New Belgian Act introduces obligation to appoint person of trust

Psychosocial risks at work can have serious consequences for the well-being and productivity of employees and the organisation. To help prevent and address these risks, Belgian law provides for the possibility to appoint a person of trust (vertrouwenspersoon/personne de confiance) in the company.

However, until now, this appointment was not mandatory. It was only required if all the employee representatives on the Health and Safety Committee (HSC) requested it.

New legal obligation

The government wishes to increase the presence of persons of trust in companies by making the appointment of such a person mandatory in companies with at least 50 employees.

The Belgian Act introducing this obligation was published on 23 November 2023 (the Act). From 1 December 2023, organisations with at least 50 employees will have to appoint one or more persons of trust after obtaining the prior agreement of all the employee representatives on the HSC.

As was already the case, the employer must aim for consensus on the identity of the appointee and must first obtain the agreement of all the employee representatives on the HSC. If there is no agreement, the inspection services will intervene and try to reconcile the parties. If the parties cannot be reconciled, the inspection services will issue an opinion, and the employer takes the final decision leading to the appointment of a person of trust. If the employer does not follow the opinion of the inspection services, the employer must inform the HSC of the reasons for this diversion. When there is no HSC in the company, the members of the trade union delegation carry out this task, and in the absence of a trade union delegation, the employees themselves in accordance with the wellbeing rules.

Conditions and exceptions

This appointment is not mandatory for an employer who employs less than 50 employees, unless all the members of the trade union delegation, or in the absence of a trade union delegation, all the employees, request such appointment to be made.

At least one of the persons of trust must belong to the staff of the employer if:

  • the employer employs at least 50 employees; or
  • the employer employs at least 20 employees and relies on a prevention advisor from an external prevention service.

This guarantees that the employees will always have access to a person of trust who has sufficient knowledge of the structure, functioning, and culture of the company.

The tasks of a person of trust may also be performed by the internal prevention adviser unless:

  • it is a company with less than 20 employees, and the employer exercises the function of internal prevention adviser; or
  • the internal prevention advisor, or all the members of the trade union delegation, or in the absence of a trade union delegation, all the employees do not agree with the internal prevention advisor performing these tasks.


An employer who does not comply with its legal obligation regarding the person of trust may be prosecuted, with sanctions being either a criminal fine of between EUR 400.00 and EUR 4,000.00 or an administrative fine of between EUR 200.00 and EUR 2,000.00.

Practical implications

The Act does not change the existing practical implications for employers concerning the role, training and protection of persons of trust, but we would like to remind you of these briefly:

  • The person of trust assists in preventing and resolving psychosocial risks at work.
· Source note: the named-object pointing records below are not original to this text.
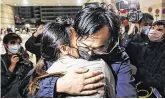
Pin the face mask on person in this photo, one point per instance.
(146, 29)
(155, 35)
(14, 48)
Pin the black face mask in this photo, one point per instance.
(92, 57)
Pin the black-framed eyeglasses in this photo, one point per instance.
(14, 42)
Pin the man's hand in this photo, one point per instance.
(39, 30)
(14, 59)
(80, 82)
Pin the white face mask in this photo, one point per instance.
(145, 29)
(14, 48)
(155, 35)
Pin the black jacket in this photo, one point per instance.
(10, 80)
(149, 58)
(33, 46)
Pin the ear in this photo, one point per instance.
(64, 49)
(5, 45)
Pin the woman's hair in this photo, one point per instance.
(94, 17)
(54, 34)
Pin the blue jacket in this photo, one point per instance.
(125, 87)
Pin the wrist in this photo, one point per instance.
(11, 68)
(35, 34)
(60, 86)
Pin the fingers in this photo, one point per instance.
(88, 92)
(81, 70)
(14, 56)
(91, 74)
(93, 79)
(93, 86)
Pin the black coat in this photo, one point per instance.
(11, 80)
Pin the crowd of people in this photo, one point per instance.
(90, 56)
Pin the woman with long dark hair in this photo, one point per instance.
(58, 58)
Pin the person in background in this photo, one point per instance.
(149, 58)
(14, 65)
(33, 43)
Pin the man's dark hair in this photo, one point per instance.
(94, 17)
(159, 22)
(11, 37)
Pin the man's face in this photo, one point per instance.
(157, 32)
(148, 23)
(13, 46)
(93, 44)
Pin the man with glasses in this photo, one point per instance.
(97, 29)
(14, 65)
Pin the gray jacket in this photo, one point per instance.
(67, 63)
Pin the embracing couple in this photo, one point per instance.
(83, 60)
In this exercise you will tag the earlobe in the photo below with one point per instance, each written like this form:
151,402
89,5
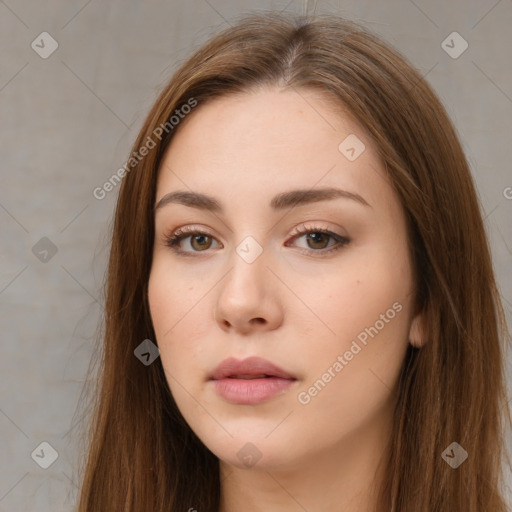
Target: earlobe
417,332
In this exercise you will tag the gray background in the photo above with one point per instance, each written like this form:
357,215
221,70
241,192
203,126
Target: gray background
67,124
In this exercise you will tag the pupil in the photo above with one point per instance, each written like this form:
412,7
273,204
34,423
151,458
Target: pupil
313,236
201,239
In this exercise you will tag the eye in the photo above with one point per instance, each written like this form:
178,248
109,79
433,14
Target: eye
199,240
317,239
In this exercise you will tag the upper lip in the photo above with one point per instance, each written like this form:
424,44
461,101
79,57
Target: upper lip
232,367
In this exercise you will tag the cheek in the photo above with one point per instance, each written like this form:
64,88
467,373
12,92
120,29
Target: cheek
177,316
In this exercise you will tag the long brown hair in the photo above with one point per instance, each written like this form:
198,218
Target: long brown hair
142,455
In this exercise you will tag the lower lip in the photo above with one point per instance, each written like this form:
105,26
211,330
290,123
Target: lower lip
251,391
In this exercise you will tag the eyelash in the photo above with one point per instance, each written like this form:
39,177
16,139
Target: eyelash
172,240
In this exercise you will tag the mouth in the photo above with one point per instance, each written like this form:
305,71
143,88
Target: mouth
251,381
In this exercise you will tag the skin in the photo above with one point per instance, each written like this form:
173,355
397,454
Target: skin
292,306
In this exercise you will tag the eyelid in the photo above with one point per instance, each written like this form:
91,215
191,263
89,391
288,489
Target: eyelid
175,237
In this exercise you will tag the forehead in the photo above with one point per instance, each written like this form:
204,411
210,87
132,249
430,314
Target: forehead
263,142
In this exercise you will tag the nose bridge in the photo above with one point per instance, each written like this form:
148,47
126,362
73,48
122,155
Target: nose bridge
245,299
247,264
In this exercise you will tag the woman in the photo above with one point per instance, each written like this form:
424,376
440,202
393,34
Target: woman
300,237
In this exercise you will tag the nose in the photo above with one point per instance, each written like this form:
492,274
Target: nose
248,297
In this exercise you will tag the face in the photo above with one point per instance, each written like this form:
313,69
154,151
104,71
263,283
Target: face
321,287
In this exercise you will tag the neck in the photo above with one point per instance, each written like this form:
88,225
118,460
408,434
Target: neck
344,477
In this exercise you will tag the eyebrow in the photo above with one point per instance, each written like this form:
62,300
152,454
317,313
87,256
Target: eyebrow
278,202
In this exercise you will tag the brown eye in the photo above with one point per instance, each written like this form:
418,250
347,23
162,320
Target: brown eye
198,242
318,240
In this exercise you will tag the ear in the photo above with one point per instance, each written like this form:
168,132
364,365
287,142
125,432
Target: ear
417,331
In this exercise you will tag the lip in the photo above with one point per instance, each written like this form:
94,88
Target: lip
250,391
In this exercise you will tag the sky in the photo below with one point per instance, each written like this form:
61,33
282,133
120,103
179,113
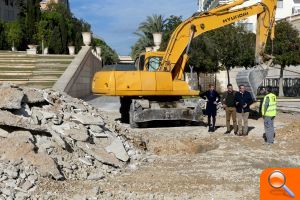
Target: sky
116,20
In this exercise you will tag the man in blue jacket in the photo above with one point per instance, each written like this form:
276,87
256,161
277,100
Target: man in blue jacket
213,98
243,100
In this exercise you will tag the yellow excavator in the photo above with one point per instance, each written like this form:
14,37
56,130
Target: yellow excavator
154,91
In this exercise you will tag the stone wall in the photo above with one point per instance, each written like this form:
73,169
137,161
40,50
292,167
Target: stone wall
274,72
76,81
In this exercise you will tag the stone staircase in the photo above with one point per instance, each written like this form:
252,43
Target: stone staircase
40,71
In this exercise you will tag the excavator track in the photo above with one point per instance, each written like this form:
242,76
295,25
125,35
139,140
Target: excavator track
252,79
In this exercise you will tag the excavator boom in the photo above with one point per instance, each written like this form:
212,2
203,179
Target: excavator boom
213,19
154,91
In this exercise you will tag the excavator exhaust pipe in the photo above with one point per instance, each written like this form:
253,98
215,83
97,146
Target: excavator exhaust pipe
253,78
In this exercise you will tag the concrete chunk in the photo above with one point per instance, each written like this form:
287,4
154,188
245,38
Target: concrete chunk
100,154
3,133
11,98
118,149
78,134
9,119
32,95
87,119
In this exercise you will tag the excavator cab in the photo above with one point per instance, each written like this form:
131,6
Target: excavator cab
149,61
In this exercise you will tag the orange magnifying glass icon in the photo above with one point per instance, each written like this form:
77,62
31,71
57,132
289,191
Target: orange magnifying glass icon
277,180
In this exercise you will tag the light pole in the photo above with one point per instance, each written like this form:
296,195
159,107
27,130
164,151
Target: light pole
200,8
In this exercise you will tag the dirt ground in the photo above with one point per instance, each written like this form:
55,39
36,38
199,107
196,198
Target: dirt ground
191,163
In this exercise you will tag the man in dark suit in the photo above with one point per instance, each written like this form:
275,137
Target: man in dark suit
212,97
243,100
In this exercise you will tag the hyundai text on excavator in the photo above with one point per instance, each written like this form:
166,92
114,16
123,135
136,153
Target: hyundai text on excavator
155,90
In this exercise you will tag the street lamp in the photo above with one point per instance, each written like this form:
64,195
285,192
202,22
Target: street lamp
200,6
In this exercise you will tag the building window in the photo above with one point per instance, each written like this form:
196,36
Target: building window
280,4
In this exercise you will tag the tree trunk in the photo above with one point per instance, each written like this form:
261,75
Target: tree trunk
281,94
228,76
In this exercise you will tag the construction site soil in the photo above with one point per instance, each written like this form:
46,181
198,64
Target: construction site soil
181,162
190,163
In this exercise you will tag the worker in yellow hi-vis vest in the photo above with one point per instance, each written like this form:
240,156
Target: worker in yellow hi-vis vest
269,111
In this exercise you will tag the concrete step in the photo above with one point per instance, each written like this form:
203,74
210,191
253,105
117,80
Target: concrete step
40,71
17,68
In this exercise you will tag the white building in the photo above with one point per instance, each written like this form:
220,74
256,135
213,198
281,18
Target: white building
8,10
285,8
44,3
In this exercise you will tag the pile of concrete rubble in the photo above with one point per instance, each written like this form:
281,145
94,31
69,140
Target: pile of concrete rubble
44,133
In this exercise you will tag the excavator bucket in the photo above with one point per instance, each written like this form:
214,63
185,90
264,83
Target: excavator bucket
252,79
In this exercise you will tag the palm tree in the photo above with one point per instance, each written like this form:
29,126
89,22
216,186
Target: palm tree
153,24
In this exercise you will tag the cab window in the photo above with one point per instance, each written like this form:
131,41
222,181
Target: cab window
154,63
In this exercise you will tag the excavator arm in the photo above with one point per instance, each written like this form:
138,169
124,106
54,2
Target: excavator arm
176,54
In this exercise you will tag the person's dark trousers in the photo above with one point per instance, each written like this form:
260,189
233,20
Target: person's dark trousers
211,122
269,129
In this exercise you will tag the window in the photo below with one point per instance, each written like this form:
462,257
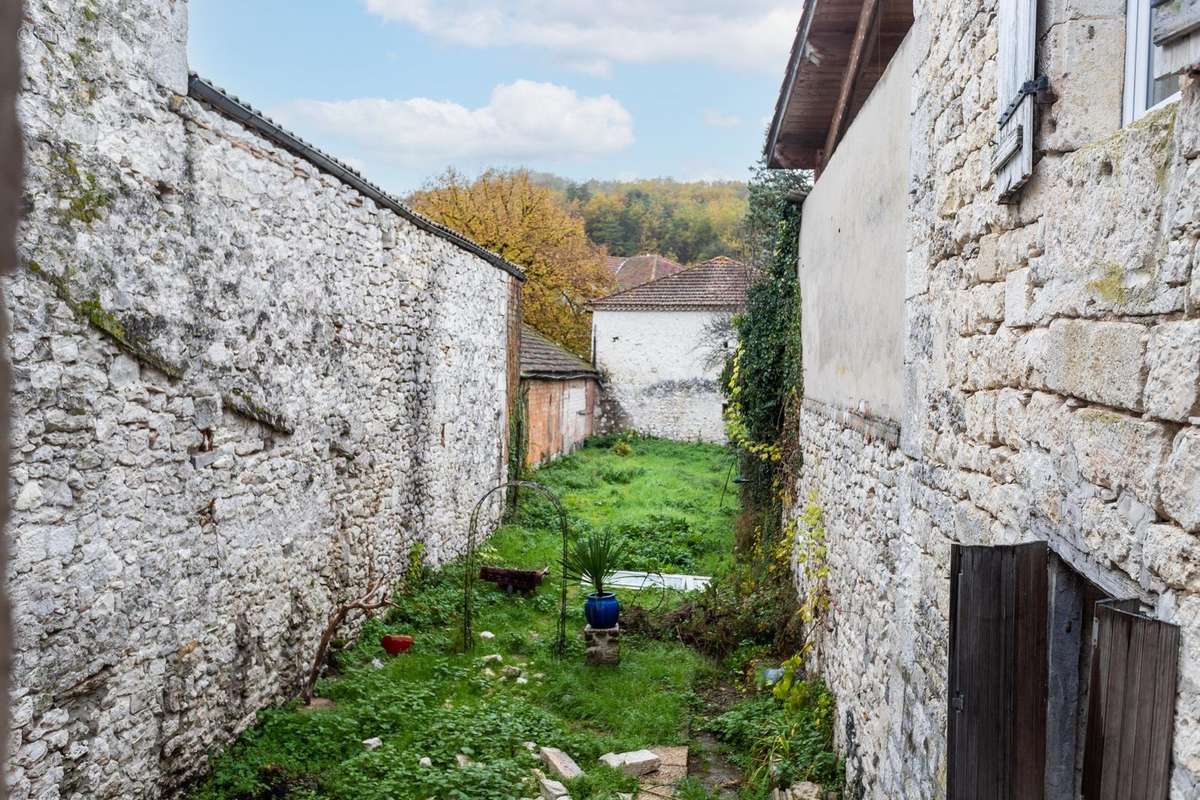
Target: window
1144,92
In particular, they play an important role in the informal procedure in case of psychosocial risks: employees can file a request for an informal psychosocial intervention with the person of trust, in order to find a solution in an informal way. However, the person of trust is not involved in the formal procedure, which is reserved for the prevention adviser for psychosocial aspects.
  • Every person of trust appointed since 2014 must complete a 5-day training programme within two years of their appointment. The costs associated with the training programme as well as the travel expenses are to be borne by the employer. The time spent on this training programme must be remunerated as working time.
  • The person of trust must meet certain legal requirements to ensure their impartiality and credibility. This means that they cannot be a prevention advisor - occupational physician, a member of the leading personnel, or a representative of the employer or the employees on the works council or the HSC. They also cannot be a member of the trade union delegation.
  • If the employer wishes to remove the person of trust from their function, strict conditions apply.
  • The person of trust does not enjoy specific dismissal protection but must not face any disadvantage from their activities as a person of trust.

What’s next?

The Act aims to strengthen the presence of persons of trust in companies, as a preventive and supportive measure to deal with psychosocial risks at work. Employers with at least 50 employees (and, in exceptional cases, employers with less than 50 employees) will have to appoint a person of trust after reaching an agreement with the employee representatives on the HSC and ensure that they receive the necessary training to perform their tasks. The contact details of the person of trust must be reflected in the work regulations.